North American freight market limps into 2016

Shipment volumes and expenditures both continued their decline in January, falling 1.3 percent and 1.9 percent, respectively, from December 2015, according to the latest Cass Freight Index Report.

   North American shipment volumes and expenditures continued to fall in January 2016, dipping 1.3 percent and 1.9 percent, respectively, compared with the previous month, according to the latest Cass Freight Index Report.
   Although the logistics payment solutions provider said the January declines are “normal seasonal trends and are not necessarily signs of further weakening” of the market, they are still well below the highs seen in mid-2015.
   “The economy grew much more slowly in the second half of 2015, so January freight shipments are down 11.6 percent and dollars spent are down 11.5 percent from the June 2015 high,” said Cass.

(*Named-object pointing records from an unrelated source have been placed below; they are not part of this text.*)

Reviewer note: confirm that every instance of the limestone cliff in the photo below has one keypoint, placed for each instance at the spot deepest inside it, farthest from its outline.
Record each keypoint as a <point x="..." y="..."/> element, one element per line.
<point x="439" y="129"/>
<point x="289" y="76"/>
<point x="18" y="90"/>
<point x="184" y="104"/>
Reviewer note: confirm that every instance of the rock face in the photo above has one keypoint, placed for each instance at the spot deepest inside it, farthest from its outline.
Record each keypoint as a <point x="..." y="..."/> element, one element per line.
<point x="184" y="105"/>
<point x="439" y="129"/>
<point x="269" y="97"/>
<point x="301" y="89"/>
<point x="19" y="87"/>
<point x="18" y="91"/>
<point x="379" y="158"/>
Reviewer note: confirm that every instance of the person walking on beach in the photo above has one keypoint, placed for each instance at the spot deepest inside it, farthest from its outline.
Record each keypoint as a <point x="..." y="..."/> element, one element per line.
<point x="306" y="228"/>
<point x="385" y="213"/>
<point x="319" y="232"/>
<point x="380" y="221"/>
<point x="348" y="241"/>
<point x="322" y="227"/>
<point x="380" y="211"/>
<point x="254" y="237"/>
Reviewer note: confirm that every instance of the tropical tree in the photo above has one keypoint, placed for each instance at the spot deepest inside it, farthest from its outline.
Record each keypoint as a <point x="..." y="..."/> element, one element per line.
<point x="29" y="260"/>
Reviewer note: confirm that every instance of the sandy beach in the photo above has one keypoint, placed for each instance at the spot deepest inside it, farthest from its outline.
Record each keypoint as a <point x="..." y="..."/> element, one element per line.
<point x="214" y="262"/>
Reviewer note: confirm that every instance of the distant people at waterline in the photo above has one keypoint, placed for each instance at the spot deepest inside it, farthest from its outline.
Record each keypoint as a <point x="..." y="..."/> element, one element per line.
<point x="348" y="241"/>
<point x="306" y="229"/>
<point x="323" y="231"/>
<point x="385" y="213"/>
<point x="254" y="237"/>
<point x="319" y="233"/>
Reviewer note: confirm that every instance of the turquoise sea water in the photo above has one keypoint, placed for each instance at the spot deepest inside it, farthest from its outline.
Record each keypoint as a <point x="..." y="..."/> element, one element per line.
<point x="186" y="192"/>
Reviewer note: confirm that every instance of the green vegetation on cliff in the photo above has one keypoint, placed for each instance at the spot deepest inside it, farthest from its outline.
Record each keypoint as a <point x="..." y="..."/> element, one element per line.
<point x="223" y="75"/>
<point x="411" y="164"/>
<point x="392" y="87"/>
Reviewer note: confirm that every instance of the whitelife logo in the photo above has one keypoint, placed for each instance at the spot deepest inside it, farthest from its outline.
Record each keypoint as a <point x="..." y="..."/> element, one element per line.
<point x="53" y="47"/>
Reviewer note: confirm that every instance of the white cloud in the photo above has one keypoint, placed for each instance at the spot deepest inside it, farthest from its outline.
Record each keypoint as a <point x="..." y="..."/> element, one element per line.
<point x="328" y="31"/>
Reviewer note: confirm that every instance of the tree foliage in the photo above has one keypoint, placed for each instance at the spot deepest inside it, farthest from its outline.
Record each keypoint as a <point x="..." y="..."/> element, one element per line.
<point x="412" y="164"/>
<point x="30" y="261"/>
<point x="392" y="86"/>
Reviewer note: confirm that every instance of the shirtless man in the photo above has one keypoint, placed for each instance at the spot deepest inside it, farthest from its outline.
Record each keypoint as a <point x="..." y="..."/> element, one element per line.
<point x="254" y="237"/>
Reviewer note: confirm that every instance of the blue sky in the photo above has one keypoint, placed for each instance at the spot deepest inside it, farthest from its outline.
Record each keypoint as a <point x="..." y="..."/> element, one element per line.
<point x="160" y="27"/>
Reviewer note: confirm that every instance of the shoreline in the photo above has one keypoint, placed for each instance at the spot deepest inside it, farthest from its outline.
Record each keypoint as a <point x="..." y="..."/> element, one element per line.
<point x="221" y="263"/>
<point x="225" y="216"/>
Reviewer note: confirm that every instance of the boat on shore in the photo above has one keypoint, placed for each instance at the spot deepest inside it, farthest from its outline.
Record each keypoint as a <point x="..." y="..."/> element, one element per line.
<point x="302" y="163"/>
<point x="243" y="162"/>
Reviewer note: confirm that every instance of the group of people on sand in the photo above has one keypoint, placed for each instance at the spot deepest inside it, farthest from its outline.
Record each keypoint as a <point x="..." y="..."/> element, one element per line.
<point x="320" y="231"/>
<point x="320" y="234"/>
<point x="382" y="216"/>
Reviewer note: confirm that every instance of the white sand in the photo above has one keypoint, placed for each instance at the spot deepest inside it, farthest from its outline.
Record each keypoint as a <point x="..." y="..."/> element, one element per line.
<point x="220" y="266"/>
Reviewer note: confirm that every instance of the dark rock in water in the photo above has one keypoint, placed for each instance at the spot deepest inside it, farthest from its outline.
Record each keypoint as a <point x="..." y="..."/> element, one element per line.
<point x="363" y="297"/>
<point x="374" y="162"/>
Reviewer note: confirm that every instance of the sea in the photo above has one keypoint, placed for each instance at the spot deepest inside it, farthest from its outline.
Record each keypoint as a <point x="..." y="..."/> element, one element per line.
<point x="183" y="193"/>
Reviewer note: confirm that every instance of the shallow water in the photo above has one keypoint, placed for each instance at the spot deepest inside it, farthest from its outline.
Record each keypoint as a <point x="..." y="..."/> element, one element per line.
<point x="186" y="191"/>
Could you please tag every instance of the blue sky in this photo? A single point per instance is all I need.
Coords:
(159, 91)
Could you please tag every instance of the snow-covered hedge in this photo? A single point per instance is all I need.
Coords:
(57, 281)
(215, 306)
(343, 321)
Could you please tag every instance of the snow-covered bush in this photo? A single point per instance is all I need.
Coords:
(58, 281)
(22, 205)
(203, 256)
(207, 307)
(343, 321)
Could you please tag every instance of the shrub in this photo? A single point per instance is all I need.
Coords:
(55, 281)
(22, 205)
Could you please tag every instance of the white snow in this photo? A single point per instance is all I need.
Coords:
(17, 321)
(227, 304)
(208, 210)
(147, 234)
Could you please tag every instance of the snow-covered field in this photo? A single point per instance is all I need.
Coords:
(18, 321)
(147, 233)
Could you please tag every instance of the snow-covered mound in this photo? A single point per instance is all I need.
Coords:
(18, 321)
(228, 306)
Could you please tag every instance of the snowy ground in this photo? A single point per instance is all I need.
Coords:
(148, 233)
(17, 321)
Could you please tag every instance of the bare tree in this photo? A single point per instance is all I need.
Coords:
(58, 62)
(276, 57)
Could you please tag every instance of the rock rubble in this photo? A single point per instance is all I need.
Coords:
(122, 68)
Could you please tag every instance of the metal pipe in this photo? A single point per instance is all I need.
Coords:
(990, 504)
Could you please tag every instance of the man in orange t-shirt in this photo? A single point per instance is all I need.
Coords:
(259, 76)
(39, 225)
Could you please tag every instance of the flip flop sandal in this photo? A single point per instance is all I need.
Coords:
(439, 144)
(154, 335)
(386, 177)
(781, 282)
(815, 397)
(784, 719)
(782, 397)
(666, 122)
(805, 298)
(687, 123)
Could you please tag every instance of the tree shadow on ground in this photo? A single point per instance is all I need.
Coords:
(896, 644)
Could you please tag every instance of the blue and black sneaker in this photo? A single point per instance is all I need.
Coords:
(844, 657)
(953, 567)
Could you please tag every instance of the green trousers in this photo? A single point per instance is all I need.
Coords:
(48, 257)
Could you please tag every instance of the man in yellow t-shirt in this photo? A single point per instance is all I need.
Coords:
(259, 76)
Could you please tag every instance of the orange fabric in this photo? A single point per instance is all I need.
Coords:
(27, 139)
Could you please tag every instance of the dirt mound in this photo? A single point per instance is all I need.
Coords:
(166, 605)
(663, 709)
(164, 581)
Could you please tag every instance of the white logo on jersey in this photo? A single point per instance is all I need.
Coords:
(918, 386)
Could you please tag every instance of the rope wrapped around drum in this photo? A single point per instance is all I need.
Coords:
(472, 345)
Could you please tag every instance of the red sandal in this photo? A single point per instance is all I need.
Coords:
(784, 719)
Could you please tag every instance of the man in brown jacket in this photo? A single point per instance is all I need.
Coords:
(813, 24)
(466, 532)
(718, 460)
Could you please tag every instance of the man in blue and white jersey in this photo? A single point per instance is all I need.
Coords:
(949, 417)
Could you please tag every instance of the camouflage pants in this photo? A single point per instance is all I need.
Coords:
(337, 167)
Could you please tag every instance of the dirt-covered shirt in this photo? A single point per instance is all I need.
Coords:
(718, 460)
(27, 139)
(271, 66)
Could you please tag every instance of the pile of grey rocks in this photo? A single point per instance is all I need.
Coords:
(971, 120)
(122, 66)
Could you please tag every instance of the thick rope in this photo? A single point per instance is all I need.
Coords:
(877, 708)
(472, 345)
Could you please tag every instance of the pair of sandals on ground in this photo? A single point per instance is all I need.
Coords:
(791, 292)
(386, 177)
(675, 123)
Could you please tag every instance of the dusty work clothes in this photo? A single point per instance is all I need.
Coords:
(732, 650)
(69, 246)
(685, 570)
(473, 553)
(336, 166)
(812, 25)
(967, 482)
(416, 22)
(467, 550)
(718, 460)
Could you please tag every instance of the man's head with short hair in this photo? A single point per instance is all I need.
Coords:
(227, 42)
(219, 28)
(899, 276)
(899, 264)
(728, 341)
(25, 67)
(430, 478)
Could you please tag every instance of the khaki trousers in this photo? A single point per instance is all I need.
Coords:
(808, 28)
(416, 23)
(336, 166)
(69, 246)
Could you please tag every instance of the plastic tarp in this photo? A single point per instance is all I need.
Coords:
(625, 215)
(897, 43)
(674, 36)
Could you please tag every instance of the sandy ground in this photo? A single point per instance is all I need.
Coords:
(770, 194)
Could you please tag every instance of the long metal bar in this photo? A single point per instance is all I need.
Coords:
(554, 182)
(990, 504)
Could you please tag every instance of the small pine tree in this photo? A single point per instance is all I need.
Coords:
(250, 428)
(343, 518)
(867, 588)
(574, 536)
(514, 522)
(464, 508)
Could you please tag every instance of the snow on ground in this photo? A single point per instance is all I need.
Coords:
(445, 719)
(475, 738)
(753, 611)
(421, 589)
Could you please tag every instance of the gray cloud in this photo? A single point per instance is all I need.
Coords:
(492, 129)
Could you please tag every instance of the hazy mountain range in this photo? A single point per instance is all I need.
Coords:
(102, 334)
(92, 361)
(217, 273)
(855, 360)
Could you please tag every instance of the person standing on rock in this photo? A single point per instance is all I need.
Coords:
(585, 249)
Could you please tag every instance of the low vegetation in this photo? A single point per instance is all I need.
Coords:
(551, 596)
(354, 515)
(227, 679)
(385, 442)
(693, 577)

   Cass noted January shipment volumes were relatively flat, down 0.2 percent, while transportation expenditures fell down 1.4 percent compared with the same 2015 period.
   “Sequentially, January was the fourth month in a row that the number of freight shipments declined,” it said, attributing much of the decrease in volumes to waning rail traffic cause by a continued slump in commodities markets.
   “The continued steep decline in energy prices hurt the railroads on several fronts in January,” said Cass. “First, it caused a dramatic decline in coal shipments, one of their primary commodities, as power generating plants continue to shift to less expensive natural gas. Second, a drop in petroleum and petroleum products shipments as oil mining came to a virtual standstill in the U.S. And third, there has been a loss of shipments of materials used in petroleum extraction.
   “Truck tonnage also eroded in January, but not to the same extent as railroads,” it added. “Carriers are reporting that capacity and demand are very well matched right now.”
   Year-over-year, overall shipment volumes dropped 3.7 percent in December 2015 after declining 5.13 percent in November, 5.3 percent in October and 1.5 percent in September.
   Looking forward to the rest of 2016, Cass said a 0.4 percent increase in the Institute of Supply Management’s PMI Index in January “is a sign that manufacturing may be reawakening.”
   “The Institute of Supply Management’s (ISM) monthly PMI Index Report in January showed that although the PMI Index remained below the 50 percent threshold—indicating that manufacturing is contracting—the index rose for the first time in four months…If manufacturing continues to grow—and it should—freight levels will return. Although factory employment has been hit hard by weak exports, job hires were up 29,000 in January.”
   The Cass Freight Index is based on domestic freight shipments of hundreds of the company’s clients across a wide variety of industries. Cass Information Systems processes more than $26 billion in annual freight payables.